MAKALAH
Kajian Teologis
Ø DISUSUN
OLEH : Reza Rahmatillah
Ø JURUSAN
: TARBIAH
Ø PRODY
: PAI / A
Ø SEMESTER
: 1 ( SATU )
Ø
DOSEN
PEMBIMBING : Dra.Kartini, M.A
KEMENTERIAN AGAMA
SEKOLAH TINGGI AGAMA ISLAM NEGRI(STAIN
GPA) TAHUN AJARAN 2013/2014
BAB I
PENDAHULUAN
A. Latar Belakang Masalah
Teologi, sebagai mana
diketahui membahas ajaran-ajaran dasar dari suatu agama. Setiap orang yang
ingin menyelami seluk beluk agamanya secara mendalam, perlu mempelajari teologi
yang terdapat dalam agama yang dianutnya. Mempelajari teologi akan memberi
seseorang keyakinan-keyakinan berdasarkan pada landasan yang kuat, yang tidak
mudah diumbang-ambing oleh peredaran zaman. Istilah “Theology Islam” sudah lama
dikenal oleh penulis-penulis Barat. Teologi dari segi etimologi mempunyai
pengertian “Theos” artinya Tuhan dan “Logos” artinya ilmu (science, studi,
discourse). Jadi teologi berarti ilmu tentang Tuhan atau ilmu “Ketuhanan”.[1]

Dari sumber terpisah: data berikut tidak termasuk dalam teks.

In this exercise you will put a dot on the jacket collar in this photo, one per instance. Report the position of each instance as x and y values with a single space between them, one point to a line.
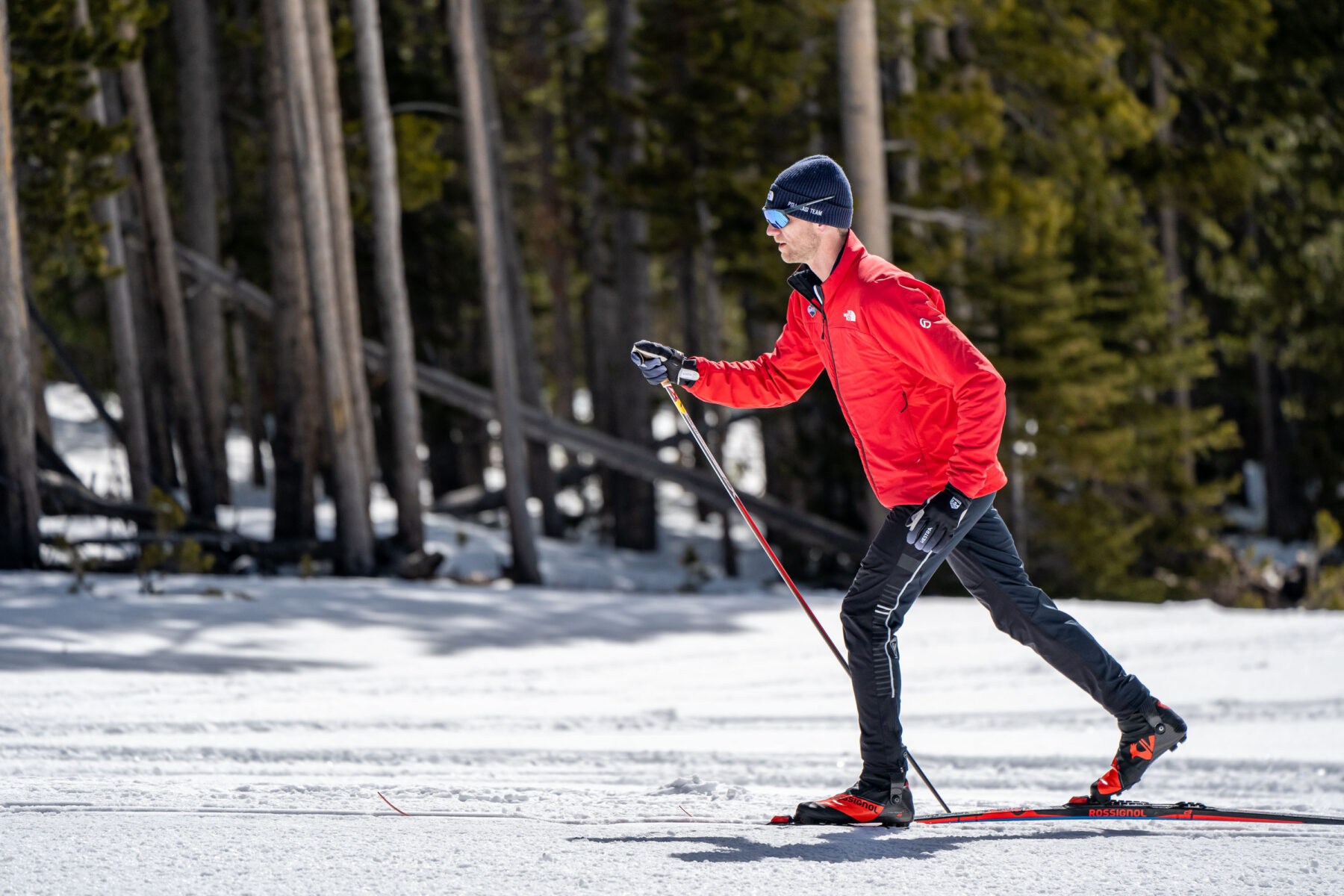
806 282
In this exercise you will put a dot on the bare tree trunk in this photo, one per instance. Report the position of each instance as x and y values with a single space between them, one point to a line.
1169 235
155 375
19 504
198 92
906 85
354 532
201 482
632 500
40 420
332 144
297 391
120 314
245 373
714 346
860 119
393 302
865 148
549 230
476 89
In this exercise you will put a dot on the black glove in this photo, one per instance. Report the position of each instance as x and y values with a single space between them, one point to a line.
660 363
933 526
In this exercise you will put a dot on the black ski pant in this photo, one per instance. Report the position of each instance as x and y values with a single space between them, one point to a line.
983 555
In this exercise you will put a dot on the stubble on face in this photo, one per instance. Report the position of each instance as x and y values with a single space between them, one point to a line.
799 242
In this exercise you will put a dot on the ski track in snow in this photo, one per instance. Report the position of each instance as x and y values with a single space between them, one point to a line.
594 706
235 743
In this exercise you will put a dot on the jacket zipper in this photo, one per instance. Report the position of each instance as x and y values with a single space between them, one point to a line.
835 381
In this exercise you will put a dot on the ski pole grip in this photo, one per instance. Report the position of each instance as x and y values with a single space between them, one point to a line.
665 381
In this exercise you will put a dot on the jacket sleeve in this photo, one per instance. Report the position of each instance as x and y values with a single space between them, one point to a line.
907 320
777 378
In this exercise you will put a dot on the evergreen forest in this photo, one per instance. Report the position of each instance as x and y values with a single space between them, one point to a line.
403 240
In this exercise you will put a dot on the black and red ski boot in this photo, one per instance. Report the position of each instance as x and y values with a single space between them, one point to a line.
1144 736
885 802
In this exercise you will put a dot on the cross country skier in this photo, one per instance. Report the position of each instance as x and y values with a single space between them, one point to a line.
927 411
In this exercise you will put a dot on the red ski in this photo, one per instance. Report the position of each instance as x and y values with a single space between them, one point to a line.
1119 809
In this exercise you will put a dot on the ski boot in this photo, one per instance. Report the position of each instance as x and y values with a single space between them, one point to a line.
1144 736
885 802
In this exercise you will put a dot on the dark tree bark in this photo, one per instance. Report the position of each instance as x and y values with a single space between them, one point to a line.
354 532
476 87
626 401
332 143
249 386
19 501
865 147
297 399
201 481
390 274
121 314
198 102
714 346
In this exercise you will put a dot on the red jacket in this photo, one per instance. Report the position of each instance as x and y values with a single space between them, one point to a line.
924 405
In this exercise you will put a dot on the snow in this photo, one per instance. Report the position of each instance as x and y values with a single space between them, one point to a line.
231 734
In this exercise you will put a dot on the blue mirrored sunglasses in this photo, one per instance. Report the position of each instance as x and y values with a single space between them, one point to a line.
780 217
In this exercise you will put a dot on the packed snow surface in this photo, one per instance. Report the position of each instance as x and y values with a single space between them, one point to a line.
264 721
230 735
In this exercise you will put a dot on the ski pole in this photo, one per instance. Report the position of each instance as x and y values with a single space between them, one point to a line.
732 494
779 567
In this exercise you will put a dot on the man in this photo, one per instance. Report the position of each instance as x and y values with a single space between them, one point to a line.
927 411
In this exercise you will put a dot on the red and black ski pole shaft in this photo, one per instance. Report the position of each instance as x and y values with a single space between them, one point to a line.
779 567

Selanjutnya teologi Islam disebut juga ‘ilm al kalam, teolog dalam Islam diberi
nama mutakallimin yaitu ahli debat yang pintar memakai kata-kata.[2]
Secara terminologi teologi
Islam atau yang disebut juga Ilmu Kalam adalah ilmu yang membahas ushul sebagai
suatu aqidah tentang keEsaan Allah swt, wujud dan sifat-sifat-Nya,
rasul-rasul-Nya, kitab-kitab-Nya dan sebagainya yang diperkuat dengan
dalil-dalil aqal dan meyakinkan.[3]
B. Rumusan Masalah
Adapun masalah yang
diangkat dalam penulisan makalah ini adalah bagaimana studi kritis terhadap
ilmu kalam?
C. Tujuan Penulisan
Adapun tujuannya adalah untuk
mengetahui studi kritis terhadap ilmu kalam.
BAB II
PEMBAHASAN
Teologi adalah ilmu yang
membicarakan tentang Tuhan dan pertaliannya dengan manusia, baik berdasarkan
kebenaran wahyu ataupun berdasarkan penyelidikan akal murni.[4]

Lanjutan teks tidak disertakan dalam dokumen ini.